Markus war ganz still, außer wenn er mir sagte, wo ich hinlenken sollte. Das fand ich gut. So konnte ich mich besser konzentrieren. Ich wollte es richtig machen, keine Fehler machen. Das Gefühl, den großen Traktor zu steuern, war unglaublich. Es war, als wäre ich plötzlich jemand, der etwas Wichtiges tat, jemand, der gebraucht wurde.
Als der Hof schließlich komplett von Schnee befreit war, war ich fast ein bisschen traurig, dass es schon vorbei war. Es hatte riesigen Spaß gemacht. Ich hatte vorher nicht gedacht, dass ich mich so für so etwas begeistern könnte, aber jetzt? Jetzt freute ich mich schon darauf, irgendwann wieder fahren zu dürfen.
Wenn ich das am Montag Paul erzähle, macht der bestimmt Augen.

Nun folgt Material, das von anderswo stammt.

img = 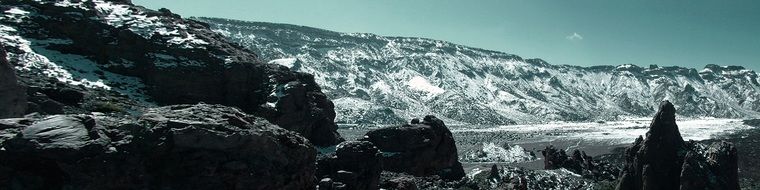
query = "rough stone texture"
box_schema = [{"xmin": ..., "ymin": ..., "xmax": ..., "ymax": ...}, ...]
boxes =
[
  {"xmin": 0, "ymin": 104, "xmax": 316, "ymax": 189},
  {"xmin": 317, "ymin": 141, "xmax": 383, "ymax": 190},
  {"xmin": 541, "ymin": 145, "xmax": 620, "ymax": 181},
  {"xmin": 0, "ymin": 44, "xmax": 27, "ymax": 118},
  {"xmin": 3, "ymin": 0, "xmax": 343, "ymax": 146},
  {"xmin": 363, "ymin": 116, "xmax": 464, "ymax": 180},
  {"xmin": 617, "ymin": 101, "xmax": 739, "ymax": 190}
]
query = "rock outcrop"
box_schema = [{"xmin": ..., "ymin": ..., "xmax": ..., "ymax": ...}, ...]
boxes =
[
  {"xmin": 0, "ymin": 0, "xmax": 342, "ymax": 146},
  {"xmin": 0, "ymin": 44, "xmax": 27, "ymax": 118},
  {"xmin": 317, "ymin": 141, "xmax": 383, "ymax": 190},
  {"xmin": 617, "ymin": 101, "xmax": 739, "ymax": 190},
  {"xmin": 0, "ymin": 104, "xmax": 316, "ymax": 189},
  {"xmin": 541, "ymin": 145, "xmax": 620, "ymax": 181},
  {"xmin": 363, "ymin": 116, "xmax": 464, "ymax": 180}
]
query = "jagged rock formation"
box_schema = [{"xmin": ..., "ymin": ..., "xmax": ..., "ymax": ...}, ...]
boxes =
[
  {"xmin": 541, "ymin": 145, "xmax": 620, "ymax": 181},
  {"xmin": 0, "ymin": 0, "xmax": 342, "ymax": 146},
  {"xmin": 197, "ymin": 18, "xmax": 760, "ymax": 125},
  {"xmin": 0, "ymin": 44, "xmax": 27, "ymax": 118},
  {"xmin": 0, "ymin": 104, "xmax": 316, "ymax": 189},
  {"xmin": 317, "ymin": 141, "xmax": 383, "ymax": 190},
  {"xmin": 743, "ymin": 119, "xmax": 760, "ymax": 127},
  {"xmin": 617, "ymin": 101, "xmax": 739, "ymax": 190},
  {"xmin": 363, "ymin": 115, "xmax": 464, "ymax": 180}
]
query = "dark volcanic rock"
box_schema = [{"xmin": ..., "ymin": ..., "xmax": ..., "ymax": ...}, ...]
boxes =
[
  {"xmin": 617, "ymin": 101, "xmax": 739, "ymax": 190},
  {"xmin": 0, "ymin": 44, "xmax": 27, "ymax": 118},
  {"xmin": 364, "ymin": 116, "xmax": 464, "ymax": 180},
  {"xmin": 0, "ymin": 104, "xmax": 316, "ymax": 189},
  {"xmin": 541, "ymin": 146, "xmax": 620, "ymax": 181},
  {"xmin": 0, "ymin": 0, "xmax": 342, "ymax": 146},
  {"xmin": 317, "ymin": 141, "xmax": 383, "ymax": 190},
  {"xmin": 744, "ymin": 119, "xmax": 760, "ymax": 127}
]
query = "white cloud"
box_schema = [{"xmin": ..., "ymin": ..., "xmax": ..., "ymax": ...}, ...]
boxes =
[{"xmin": 565, "ymin": 32, "xmax": 583, "ymax": 41}]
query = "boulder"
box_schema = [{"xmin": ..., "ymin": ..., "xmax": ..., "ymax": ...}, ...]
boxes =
[
  {"xmin": 2, "ymin": 0, "xmax": 343, "ymax": 146},
  {"xmin": 317, "ymin": 141, "xmax": 383, "ymax": 190},
  {"xmin": 541, "ymin": 145, "xmax": 620, "ymax": 181},
  {"xmin": 363, "ymin": 116, "xmax": 464, "ymax": 180},
  {"xmin": 617, "ymin": 101, "xmax": 739, "ymax": 190},
  {"xmin": 0, "ymin": 44, "xmax": 26, "ymax": 118},
  {"xmin": 0, "ymin": 104, "xmax": 316, "ymax": 189}
]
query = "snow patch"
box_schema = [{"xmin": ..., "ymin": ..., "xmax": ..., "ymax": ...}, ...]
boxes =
[
  {"xmin": 407, "ymin": 76, "xmax": 446, "ymax": 96},
  {"xmin": 269, "ymin": 58, "xmax": 297, "ymax": 68},
  {"xmin": 465, "ymin": 142, "xmax": 536, "ymax": 163},
  {"xmin": 0, "ymin": 25, "xmax": 147, "ymax": 102}
]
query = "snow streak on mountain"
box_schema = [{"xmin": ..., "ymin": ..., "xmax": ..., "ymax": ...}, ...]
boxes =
[{"xmin": 196, "ymin": 18, "xmax": 760, "ymax": 124}]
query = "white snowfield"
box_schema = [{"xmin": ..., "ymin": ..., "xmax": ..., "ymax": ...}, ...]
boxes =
[
  {"xmin": 0, "ymin": 1, "xmax": 158, "ymax": 103},
  {"xmin": 452, "ymin": 118, "xmax": 752, "ymax": 145},
  {"xmin": 198, "ymin": 18, "xmax": 760, "ymax": 125}
]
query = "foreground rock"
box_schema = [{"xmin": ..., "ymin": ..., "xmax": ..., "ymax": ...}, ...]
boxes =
[
  {"xmin": 617, "ymin": 101, "xmax": 739, "ymax": 190},
  {"xmin": 317, "ymin": 141, "xmax": 383, "ymax": 190},
  {"xmin": 0, "ymin": 104, "xmax": 316, "ymax": 189},
  {"xmin": 0, "ymin": 0, "xmax": 342, "ymax": 146},
  {"xmin": 0, "ymin": 44, "xmax": 26, "ymax": 118},
  {"xmin": 363, "ymin": 116, "xmax": 464, "ymax": 180},
  {"xmin": 541, "ymin": 146, "xmax": 620, "ymax": 181}
]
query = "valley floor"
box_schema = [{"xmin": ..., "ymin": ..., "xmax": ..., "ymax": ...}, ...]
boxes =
[{"xmin": 338, "ymin": 118, "xmax": 760, "ymax": 189}]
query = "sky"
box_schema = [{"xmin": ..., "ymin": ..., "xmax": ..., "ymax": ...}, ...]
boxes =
[{"xmin": 133, "ymin": 0, "xmax": 760, "ymax": 71}]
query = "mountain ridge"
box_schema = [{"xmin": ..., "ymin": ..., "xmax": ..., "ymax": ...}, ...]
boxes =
[
  {"xmin": 196, "ymin": 16, "xmax": 757, "ymax": 72},
  {"xmin": 194, "ymin": 18, "xmax": 760, "ymax": 125}
]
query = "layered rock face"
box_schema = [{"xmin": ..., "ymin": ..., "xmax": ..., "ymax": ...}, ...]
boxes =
[
  {"xmin": 317, "ymin": 141, "xmax": 383, "ymax": 190},
  {"xmin": 617, "ymin": 101, "xmax": 739, "ymax": 190},
  {"xmin": 363, "ymin": 116, "xmax": 464, "ymax": 180},
  {"xmin": 0, "ymin": 0, "xmax": 342, "ymax": 146},
  {"xmin": 0, "ymin": 44, "xmax": 26, "ymax": 118},
  {"xmin": 0, "ymin": 104, "xmax": 316, "ymax": 189}
]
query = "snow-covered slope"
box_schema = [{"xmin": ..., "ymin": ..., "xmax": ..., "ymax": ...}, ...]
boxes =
[{"xmin": 196, "ymin": 18, "xmax": 760, "ymax": 124}]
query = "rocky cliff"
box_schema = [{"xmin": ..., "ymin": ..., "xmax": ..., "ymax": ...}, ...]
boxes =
[
  {"xmin": 617, "ymin": 101, "xmax": 739, "ymax": 190},
  {"xmin": 0, "ymin": 0, "xmax": 341, "ymax": 146},
  {"xmin": 197, "ymin": 18, "xmax": 760, "ymax": 124}
]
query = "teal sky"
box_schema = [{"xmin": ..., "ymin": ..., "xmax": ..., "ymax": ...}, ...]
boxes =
[{"xmin": 133, "ymin": 0, "xmax": 760, "ymax": 71}]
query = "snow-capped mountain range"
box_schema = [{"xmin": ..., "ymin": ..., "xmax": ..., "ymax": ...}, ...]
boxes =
[{"xmin": 194, "ymin": 18, "xmax": 760, "ymax": 125}]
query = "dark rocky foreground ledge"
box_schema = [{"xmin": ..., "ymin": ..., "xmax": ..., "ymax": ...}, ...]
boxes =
[
  {"xmin": 0, "ymin": 104, "xmax": 316, "ymax": 189},
  {"xmin": 0, "ymin": 0, "xmax": 342, "ymax": 146},
  {"xmin": 617, "ymin": 101, "xmax": 739, "ymax": 190}
]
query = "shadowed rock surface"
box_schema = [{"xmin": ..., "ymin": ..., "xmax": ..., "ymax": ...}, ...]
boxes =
[
  {"xmin": 317, "ymin": 141, "xmax": 383, "ymax": 190},
  {"xmin": 0, "ymin": 0, "xmax": 342, "ymax": 146},
  {"xmin": 617, "ymin": 101, "xmax": 739, "ymax": 190},
  {"xmin": 363, "ymin": 116, "xmax": 464, "ymax": 180},
  {"xmin": 0, "ymin": 104, "xmax": 316, "ymax": 189},
  {"xmin": 0, "ymin": 44, "xmax": 26, "ymax": 118},
  {"xmin": 541, "ymin": 145, "xmax": 620, "ymax": 181}
]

Ich stellte mir vor, wie er mich mit offenem Mund anstarrte. „Echt jetzt? Du bist Traktor gefahren?!“ Ja, das würde er bestimmt sagen. Ich konnte mir sein Gesicht genau vorstellen. Vielleicht würde er sogar ein bisschen neidisch sein.
Markus stoppte den Traktor, stellte den Motor ab und öffnete die Tür. „Na, dann wollen wir mal wieder raus.“
Ich kletterte vorsichtig aus der Kabine, meine Beine fühlten sich irgendwie wackelig an. Draußen war es immer noch kalt, aber ich spürte kaum etwas davon. Meine Gedanken waren noch ganz bei dem riesigen Traktor und dem Gefühl, ihn selbst gelenkt zu haben.
Markus klopfte mir sanft auf die Schulter und lächelte. „Weißt du was? Wenn ich das nächste Mal Schnee räume oder den Mist aus dem Kuhstall hole, kannst du gerne wieder mithelfen – wenn du möchtest.“ Seine Stimme klang aufrichtig und freundlich, als ob er es wirklich ernst meinte.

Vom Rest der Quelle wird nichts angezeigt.